A common method of describing a knot (or link, which are knots of several components entangled with each other) is to consider its projected image onto a plane called a knot diagram. Any given knot (or link) can be drawn in many different ways using a knot diagram. Therefore, a fundamental problem in knot theory is determining when two descriptions represent the same knot. Given a knot diagram, one tries to find a way to assign a knot invariant to it, sometimes a polynomial – called a knot polynomial. Two knot diagrams with different polynomials generated by the same procedure necessarily correspond to different knots. However, if the polynomials are the same, it may not mean that they correspond to the same knot. The better a polynomial is at distinguishing knots the more powerful it is.

In 1984, Jones announced the discovery of a new link invariant, which soon led to a bewildering profusion of generalizations. He had found a new knot polynomial, the Jones polynomial. Specifically, it is an invariant of an oriented knot or link which assigns to each oriented knot or link a polynomial with integer coefficients.
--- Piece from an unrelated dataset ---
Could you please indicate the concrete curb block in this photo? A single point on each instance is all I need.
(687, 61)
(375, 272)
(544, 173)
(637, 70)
In the late 1980s, Witten coined the term topological quantum field theory for a certain type of physical theory in which the expectation values of observable quantities are invariant under diffeomorphisms.

Witten gave a heuristic derivation of the Jones polynomial and its generalizations from Chern–Simons theory. The basic idea is simply that the vacuum expectation values of Wilson loops in Chern–Simons theory are link invariants because of the diffeomorphism-invariance of the theory. To calculate these expectation values, however, Witten needed to use the relation between Chern–Simons theory and a conformal field theory known as the Wess–Zumino–Witten model (or the WZW model).